Montana Colors
- Industry: Art materials
- Founded: 1994
- Founder: Jordi Rubio
- Headquarters: Barcelona, Spain
- Area served: Worldwide
- Website: www.montanacolors.com

= Montana Colors =

Spanish art brand

Montana Colors, also known as MTN, or sometimes Spanish Montana (to distinguish it from German brand Montana Cans), is an art company founded by Jordi Rubio in Barcelona in 1994. The majority of its products are designed for use in graffiti. They are considered to be one of the best spray paint brands in the world.

== Collaborations ==
In a collaboration with Beyond the Streets, MTN have created custom paint cans with artists including Jean-Michel Basquiat, Keith Haring, André, Chor Boogie, Ron English, Mister Cartoon, and Shepard Fairey, as well as brands Carhartt and Casio.
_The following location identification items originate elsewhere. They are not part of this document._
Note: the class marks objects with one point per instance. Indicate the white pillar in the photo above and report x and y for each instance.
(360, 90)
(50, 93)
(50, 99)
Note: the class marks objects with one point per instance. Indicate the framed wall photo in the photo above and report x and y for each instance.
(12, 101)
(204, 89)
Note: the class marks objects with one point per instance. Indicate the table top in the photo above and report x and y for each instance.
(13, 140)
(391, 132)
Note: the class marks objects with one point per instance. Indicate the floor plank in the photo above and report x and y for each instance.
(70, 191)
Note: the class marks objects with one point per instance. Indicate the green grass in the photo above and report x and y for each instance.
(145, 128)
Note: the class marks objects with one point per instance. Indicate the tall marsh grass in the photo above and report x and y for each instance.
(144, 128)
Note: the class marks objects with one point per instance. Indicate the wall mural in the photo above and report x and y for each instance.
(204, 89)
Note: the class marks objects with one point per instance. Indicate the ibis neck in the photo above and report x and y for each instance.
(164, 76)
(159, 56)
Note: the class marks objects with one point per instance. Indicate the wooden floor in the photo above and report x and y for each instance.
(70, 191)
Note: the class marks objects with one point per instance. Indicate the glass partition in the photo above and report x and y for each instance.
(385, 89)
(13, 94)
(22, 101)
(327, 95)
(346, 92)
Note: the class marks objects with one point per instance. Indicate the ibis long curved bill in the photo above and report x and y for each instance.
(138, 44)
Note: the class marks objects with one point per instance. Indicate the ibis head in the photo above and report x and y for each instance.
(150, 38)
In 2016, MTN released a paint named Gris Rita (Rita Grey) in honour of Spanish politician Rita Barberá being "responsible for the disappearance of countless amounts of graffiti."

Montana Colors have sponsored street art festivals in Australia and the USA, most notably Beyond The Streets.

== Relationship with Montana Cans ==
Montana Cans, a German paint brand, began in 1995 after Montana Colors pulled out of a brand deal with German company after they already had the rights to use the name Montana.